DecisionTreeClassifier(ccp_alpha=0.0, class_weight=None, criterion='gini',
                       max_depth=None, max_features=None, max_leaf_nodes=None,
                       min_impurity_decrease=0.0, min_impurity_split=None,
                       min_samples_leaf=1, min_samples_split=2,
                       min_weight_fraction_leaf=0.0, presort='deprecated',
                       random_state=None, splitter='best')

In [12]:
# Predict on the test data
dt_predictions = dt.predict(testing_data)

In [13]:
# Score our model
print('Accuracy score: ', format(accuracy_score(y_test, dt_predictions)))
print('Precision score: ', format(precision_score(y_test, dt_predictions)))
print('Recall score: ', format(recall_score(y_test, dt_predictions)))
print('F1 score: ', format(f1_score(y_test, dt_predictions)))

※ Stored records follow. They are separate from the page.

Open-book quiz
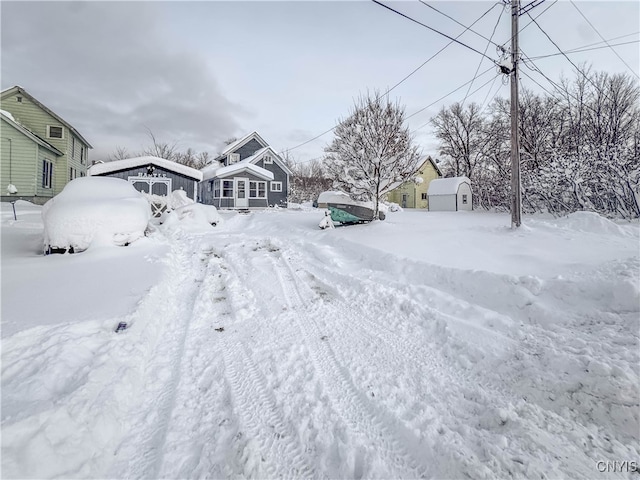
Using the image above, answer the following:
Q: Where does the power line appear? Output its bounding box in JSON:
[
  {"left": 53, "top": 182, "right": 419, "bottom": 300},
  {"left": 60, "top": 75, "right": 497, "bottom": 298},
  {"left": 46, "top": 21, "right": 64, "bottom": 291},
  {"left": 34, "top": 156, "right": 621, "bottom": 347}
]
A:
[
  {"left": 462, "top": 0, "right": 506, "bottom": 106},
  {"left": 531, "top": 40, "right": 640, "bottom": 60},
  {"left": 371, "top": 0, "right": 496, "bottom": 63},
  {"left": 420, "top": 0, "right": 504, "bottom": 48},
  {"left": 520, "top": 50, "right": 606, "bottom": 120},
  {"left": 284, "top": 0, "right": 498, "bottom": 152},
  {"left": 406, "top": 67, "right": 501, "bottom": 133},
  {"left": 386, "top": 3, "right": 498, "bottom": 99},
  {"left": 569, "top": 0, "right": 640, "bottom": 78},
  {"left": 527, "top": 13, "right": 611, "bottom": 108}
]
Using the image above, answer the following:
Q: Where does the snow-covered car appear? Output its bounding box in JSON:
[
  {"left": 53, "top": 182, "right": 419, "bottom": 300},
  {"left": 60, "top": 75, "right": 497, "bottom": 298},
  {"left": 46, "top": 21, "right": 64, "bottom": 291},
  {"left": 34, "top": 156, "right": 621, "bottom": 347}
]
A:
[{"left": 42, "top": 177, "right": 151, "bottom": 254}]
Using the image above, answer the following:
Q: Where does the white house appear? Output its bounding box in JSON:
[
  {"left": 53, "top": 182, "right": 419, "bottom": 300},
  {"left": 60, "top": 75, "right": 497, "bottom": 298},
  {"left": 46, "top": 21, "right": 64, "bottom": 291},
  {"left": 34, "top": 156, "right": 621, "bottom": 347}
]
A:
[{"left": 427, "top": 177, "right": 473, "bottom": 212}]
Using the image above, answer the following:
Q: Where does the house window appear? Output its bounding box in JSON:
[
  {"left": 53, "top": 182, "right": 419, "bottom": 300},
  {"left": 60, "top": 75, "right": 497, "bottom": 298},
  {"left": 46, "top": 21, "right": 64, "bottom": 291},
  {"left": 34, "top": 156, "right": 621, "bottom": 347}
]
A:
[
  {"left": 249, "top": 182, "right": 267, "bottom": 198},
  {"left": 222, "top": 180, "right": 233, "bottom": 198},
  {"left": 47, "top": 125, "right": 64, "bottom": 138},
  {"left": 271, "top": 182, "right": 282, "bottom": 192},
  {"left": 42, "top": 160, "right": 53, "bottom": 188}
]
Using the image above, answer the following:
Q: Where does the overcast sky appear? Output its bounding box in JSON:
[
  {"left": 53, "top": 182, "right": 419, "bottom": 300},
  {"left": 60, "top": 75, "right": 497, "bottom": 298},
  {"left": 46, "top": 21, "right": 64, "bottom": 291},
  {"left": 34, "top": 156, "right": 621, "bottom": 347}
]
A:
[{"left": 0, "top": 0, "right": 640, "bottom": 161}]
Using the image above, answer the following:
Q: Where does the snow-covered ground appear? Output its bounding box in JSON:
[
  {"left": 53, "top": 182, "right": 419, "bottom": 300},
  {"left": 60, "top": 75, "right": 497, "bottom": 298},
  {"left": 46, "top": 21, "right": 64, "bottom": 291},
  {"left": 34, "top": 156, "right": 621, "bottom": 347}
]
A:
[{"left": 1, "top": 203, "right": 640, "bottom": 478}]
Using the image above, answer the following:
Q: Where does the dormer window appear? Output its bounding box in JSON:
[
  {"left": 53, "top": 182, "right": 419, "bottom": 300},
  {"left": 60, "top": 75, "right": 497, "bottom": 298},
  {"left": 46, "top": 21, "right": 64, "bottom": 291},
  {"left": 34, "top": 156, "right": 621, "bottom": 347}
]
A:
[{"left": 47, "top": 125, "right": 64, "bottom": 138}]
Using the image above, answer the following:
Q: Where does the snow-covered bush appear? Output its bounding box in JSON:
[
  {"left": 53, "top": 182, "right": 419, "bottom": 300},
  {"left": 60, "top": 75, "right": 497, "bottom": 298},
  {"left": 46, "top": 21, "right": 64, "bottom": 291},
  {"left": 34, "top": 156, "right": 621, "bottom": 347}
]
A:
[
  {"left": 162, "top": 203, "right": 222, "bottom": 230},
  {"left": 42, "top": 177, "right": 151, "bottom": 253}
]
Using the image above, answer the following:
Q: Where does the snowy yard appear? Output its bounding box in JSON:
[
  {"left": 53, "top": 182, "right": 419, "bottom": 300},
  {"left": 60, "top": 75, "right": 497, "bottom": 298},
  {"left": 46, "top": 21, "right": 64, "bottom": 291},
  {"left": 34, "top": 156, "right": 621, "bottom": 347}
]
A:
[{"left": 1, "top": 203, "right": 640, "bottom": 478}]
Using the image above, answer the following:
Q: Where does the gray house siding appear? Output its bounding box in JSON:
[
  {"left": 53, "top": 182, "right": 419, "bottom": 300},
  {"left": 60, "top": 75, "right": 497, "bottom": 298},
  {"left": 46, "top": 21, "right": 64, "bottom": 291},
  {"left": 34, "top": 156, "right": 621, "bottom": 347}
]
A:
[
  {"left": 231, "top": 139, "right": 265, "bottom": 160},
  {"left": 256, "top": 160, "right": 289, "bottom": 208},
  {"left": 92, "top": 165, "right": 198, "bottom": 200},
  {"left": 199, "top": 172, "right": 269, "bottom": 208}
]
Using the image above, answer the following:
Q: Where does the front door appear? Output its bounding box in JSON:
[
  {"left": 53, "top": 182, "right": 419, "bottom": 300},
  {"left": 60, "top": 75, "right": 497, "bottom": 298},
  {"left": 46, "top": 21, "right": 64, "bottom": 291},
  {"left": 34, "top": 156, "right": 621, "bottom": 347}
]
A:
[{"left": 235, "top": 178, "right": 249, "bottom": 208}]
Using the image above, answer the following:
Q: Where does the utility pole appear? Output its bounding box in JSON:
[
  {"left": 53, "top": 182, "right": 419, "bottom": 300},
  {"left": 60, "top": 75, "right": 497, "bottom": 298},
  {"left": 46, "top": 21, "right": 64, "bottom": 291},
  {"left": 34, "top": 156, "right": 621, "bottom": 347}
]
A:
[{"left": 511, "top": 0, "right": 522, "bottom": 228}]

Accuracy score:  0.9713004484304932
Precision score:  0.8979591836734694
Recall score:  0.8859060402684564
F1 score:  0.8918918918918919


In [14]:
# confusion matrix
cm = confusion_matrix(y_test, dt_predictions)
cm

array([[951,  15],
       [ 17, 132]])

## Train & Test Random Forest model

In [15]:
# build and fit model
rf = RandomForestClassifier(n_estimators=200) # 200 weak learners (all else default)
rf.fit(training_data, y_train)

RandomForestClassifier(bootstrap=True, ccp_alpha=0.0, class_weight=None,
                       criterion='gini', max_depth=None, max_features='auto',
                       max_leaf_nodes=None, max_samples=None,
                       min_impurity_decrease=0.0, min_impurity_split=None,
                       min_samples_leaf=1, min_samples_split=2,
                       min_weight_fraction_leaf=0.0, n_estimators=200,
                       n_jobs=None, oob_score=False, random_state=None,
                       verbose=0, warm_start=False)

In [16]:
# Predict on the test data
rf_predictions = rf.predict(testing_data)

In [17]:
 #Score our model
print('Accuracy score: ', format(accuracy_score(y_test, rf_predictions)))
print('Precision score: ', format(precision_score(y_test, rf_predictions)))
print('Recall score: ', format(recall_score(y_test, rf_predictions)))
print('F1 score: ', format(f1_score(y_test, rf_predictions)))

Accuracy score:  0.97847533632287
Precision score:  1.0
Recall score:  0.8389261744966443
F1 score:  0.9124087591240876


It looks like the Random Forest outperformed the simple Decision Tree in all metrics except recall.